No. The Crusaders fell behind and went more to the air in the second half. Even so, it was a Rembrandt of a performance for a kid thrust into a lead role after being a supporting act through most of the regular season.

"Chase did a phenomenal job," Alfieri said. "I wouldn't be surprised if after this game, he gets multiple Division-I offers. He's a great running back and a great person."

Those in the Jesuit program feel the same way about Alfieri, whom coach Ken Potter ranks with former Stanford fullback Owen Marecic and Oregon receiver Keanon Lowe as the top three players he has coached during his long tenure.

"Joey is just a great kid," Potter said in the early twilight at Jeld-Wen. "At every practice, he's there, doing everything he can. People wouldn't believe a kid could be that caring about other people."

Morrison said Alfieri took him under his wing during the weeks after his injury.

"He told me little tips on what to look out for on the field," Morrison said. "I've been playing with him for three years now. He's a good teammate, a good leader, a good mentor for me."

Morrison spoke in hushed tones in a disconsolate Jesuit locker room afterward. He nodded when appraised of his remarkable rushing numbers.

"I was feeling good out there," he said. "My line was opening up huge holes. I knew I had to step up. The guys needed me.

"But stats don't really matter to me. I just wanted to win the game."

The Crusaders, of course, would have had a better chance to do that with Alfieri in the lineup.

"He could have really helped the team a lot," Morrison said.

"It would have been nice if Joey had been on the field," Potter said. "We'd have had two running backs carrying the ball -- not just one -- that many times."

Could Alfieri have tipped the balance in the Crusaders' favor?

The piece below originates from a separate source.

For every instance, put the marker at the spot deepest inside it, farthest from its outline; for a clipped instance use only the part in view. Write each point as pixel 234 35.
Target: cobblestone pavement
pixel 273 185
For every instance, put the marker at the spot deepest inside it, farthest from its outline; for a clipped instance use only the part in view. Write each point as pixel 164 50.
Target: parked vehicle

"If ifs and butts were candy and nuts, we'd have a party," Potter said. "Joey is the best athlete in the state. If the best athlete in the state isn't playing for you, it's going to maybe make a little difference.

"But you go with what you got, and the guys who played together played their hearts out."

That included, of course, Morrison, who made a touchdown-saving tackle after an interception by Central's Aaron Washington near game's end.

"Anybody who carries the ball 50 times -- or whatever he did today -- and keeps playing to the end … you can't say enough about a guy who has that kind of heart and desire," Potter said.

I've never seen him play, but they tell me Joey Alfieri has a surplus of those assets as well. It's a shame he couldn't show them Saturday afternoon at Jeld-Wen.